You keep thinking in terms of a centralized top-down science project 
where these variant humans are grown in some government lab at tax-payer 
expense. That is not what I am talking about. I am talking about an 
agoragenics approach in which sets of genes coding for traits and the 
adaptations they code for are provided to consumers by private "designer 
baby" labs using AI and CRISPR and then subsequently selected for by the 
labor market. Kind of like a stock market for genes in the human gene 
pool. The only say the government would have is regulatory which is not 
that different from to what we have now. So if the government wants 
people to see better in the dark, then it could subsidize the cost of 
implanting those genes into your designer baby.

> I regard this as more of a planning and logistical issue than a
> political one.
> 
>> In any case, if we stay here on Earth, we are guaranteed to go
>> extinct. But if we could colonize off world, the we could survive
>> indefinitely. Even if a bunch of brave astronauts have to die die
>> young
>> to give their children a future.
> 
> If you assume that a bunch of astronauts will die young to achieve
> this goal, the result that you will get is a bunch of astronauts dying
> young, and not much else.

I am not trying to be grim here. I am simply extrapolating the 
trajectory of many technological adaptations. The early automobiles had 
no seat belts and the early airplanes did not have seats that could be 
used as flotation devices. Both automobiles and airplanes contributed to 
many deaths in the early days and relatively fewer deaths today. As 
space travel matures it will become safer, but there is a limit to how 
safe you can make surfing a chemical explosion in a tin can, so some 
element of risk will always remain. And perhaps as a society we have a 
little too obsessed with safety.

> There are far more likely-to-succeed paths that do not probably
> involve a bunch of astronauts dying young.  Forget the disasterbation
> fantasy - which misleads you into thinking the main problem is a lack
> of political will - and honestly look at what's needed to establish
> extraterrestrial colonies.

Well I might be able to help a little with that. A few years ago, I 
discovered what might be the most efficient way to put water into orbit 
as a byproduct of trying to find a cheaper space-launch 1st-stage 
mechanism.
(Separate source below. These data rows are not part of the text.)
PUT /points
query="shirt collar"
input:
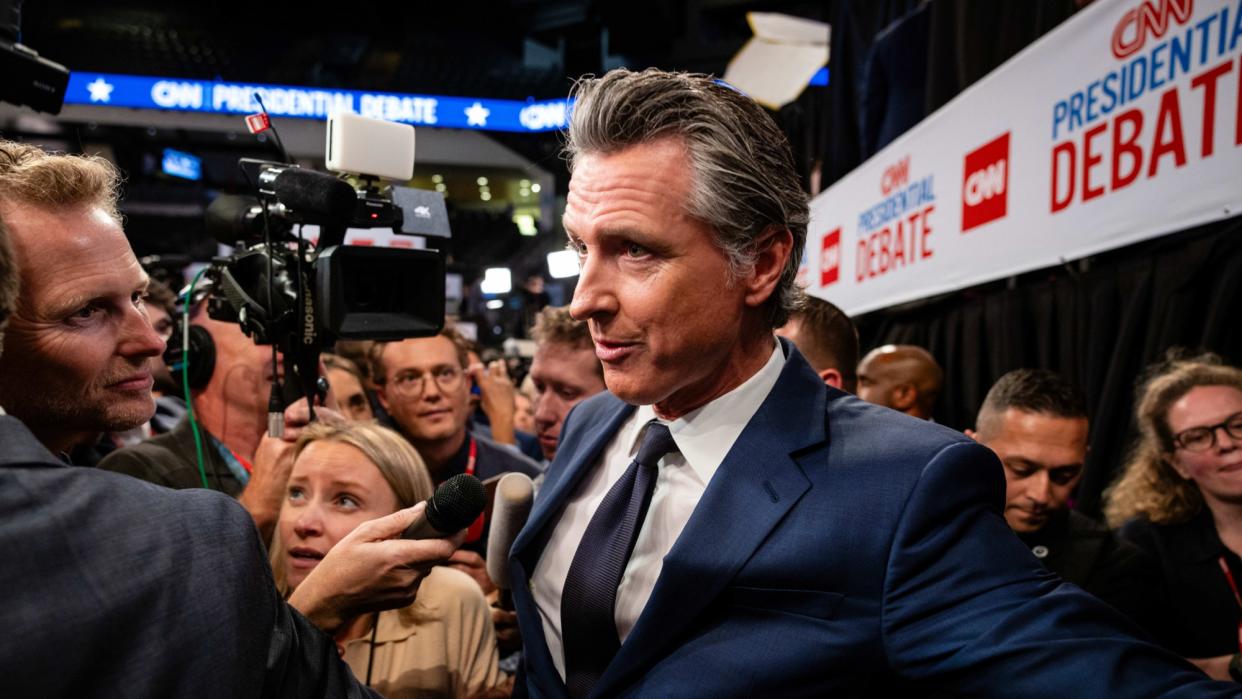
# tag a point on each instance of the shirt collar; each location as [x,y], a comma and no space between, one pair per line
[706,435]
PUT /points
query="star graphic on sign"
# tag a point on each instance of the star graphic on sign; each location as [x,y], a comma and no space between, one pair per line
[477,114]
[101,90]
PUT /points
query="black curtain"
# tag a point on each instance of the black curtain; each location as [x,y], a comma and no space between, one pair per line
[878,88]
[1098,328]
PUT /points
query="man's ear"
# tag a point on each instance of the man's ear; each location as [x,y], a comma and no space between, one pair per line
[771,253]
[832,378]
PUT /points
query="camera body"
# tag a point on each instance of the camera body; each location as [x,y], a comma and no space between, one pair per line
[302,297]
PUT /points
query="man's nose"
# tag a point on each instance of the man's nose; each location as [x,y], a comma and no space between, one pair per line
[1038,488]
[593,296]
[139,339]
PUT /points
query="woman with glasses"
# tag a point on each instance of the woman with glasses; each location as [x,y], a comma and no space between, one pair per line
[1180,499]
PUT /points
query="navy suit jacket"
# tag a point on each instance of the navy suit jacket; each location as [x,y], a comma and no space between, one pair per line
[838,546]
[111,586]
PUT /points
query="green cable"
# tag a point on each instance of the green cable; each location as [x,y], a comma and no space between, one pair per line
[185,375]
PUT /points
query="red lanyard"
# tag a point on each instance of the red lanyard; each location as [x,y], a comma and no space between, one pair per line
[476,529]
[1233,586]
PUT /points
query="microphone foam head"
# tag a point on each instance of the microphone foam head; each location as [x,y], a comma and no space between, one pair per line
[456,503]
[514,497]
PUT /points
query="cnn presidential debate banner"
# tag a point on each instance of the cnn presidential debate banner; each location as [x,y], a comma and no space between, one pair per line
[1123,124]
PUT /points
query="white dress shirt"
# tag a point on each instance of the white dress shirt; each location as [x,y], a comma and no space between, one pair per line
[703,437]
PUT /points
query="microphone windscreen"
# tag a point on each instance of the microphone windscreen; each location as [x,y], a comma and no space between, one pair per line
[514,494]
[232,217]
[456,503]
[316,196]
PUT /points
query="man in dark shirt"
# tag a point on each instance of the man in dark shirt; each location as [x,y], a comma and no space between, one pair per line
[1036,422]
[113,586]
[229,387]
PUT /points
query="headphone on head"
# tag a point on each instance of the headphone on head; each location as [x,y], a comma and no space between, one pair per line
[193,361]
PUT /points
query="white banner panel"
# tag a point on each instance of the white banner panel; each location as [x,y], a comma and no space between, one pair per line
[1122,124]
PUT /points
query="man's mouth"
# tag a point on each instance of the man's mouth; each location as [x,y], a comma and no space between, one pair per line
[610,350]
[303,556]
[135,381]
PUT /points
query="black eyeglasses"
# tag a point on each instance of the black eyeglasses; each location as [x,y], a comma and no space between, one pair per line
[412,383]
[1202,438]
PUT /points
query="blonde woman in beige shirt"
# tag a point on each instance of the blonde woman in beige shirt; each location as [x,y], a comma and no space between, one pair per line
[441,646]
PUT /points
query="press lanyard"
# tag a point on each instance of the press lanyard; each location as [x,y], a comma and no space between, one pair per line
[1233,586]
[237,466]
[476,529]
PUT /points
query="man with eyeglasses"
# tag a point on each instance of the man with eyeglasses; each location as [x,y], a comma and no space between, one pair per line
[1036,422]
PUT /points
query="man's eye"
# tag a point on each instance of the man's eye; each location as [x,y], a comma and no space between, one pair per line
[86,312]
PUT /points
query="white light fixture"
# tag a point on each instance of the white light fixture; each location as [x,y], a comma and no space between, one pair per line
[563,263]
[497,281]
[525,224]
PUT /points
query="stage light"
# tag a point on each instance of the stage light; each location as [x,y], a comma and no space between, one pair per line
[497,281]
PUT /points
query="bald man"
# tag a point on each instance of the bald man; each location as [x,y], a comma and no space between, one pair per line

I call it a hydraulic gravity cannon. I built a small-scale 
prototype and stuff which worked as expected, but I didn't patent it 
because I realized patents are best for small consumer gadgets and not 
big large-scale devices. If you are interested, then I can explain to 
you how it works.

> The real problem is far more about getting the effort to pay back
> those who are currently alive.  They will not donate for your
> children's future, but they can be gotten to invest if they think they
> will see a positive financial return on their investment within
> several years.  There are ways to make that return happen that fast.

I see what you are saying. Maybe the most immediate value of spending 
time in space is that no government has jurisdiction there. So maybe 
women could get abortions in orbit to avoid prosecution? ;) But your 
point of financially incentivizing space colonization is well taken. It 
is not an easy question. I will think more on this and get back to you.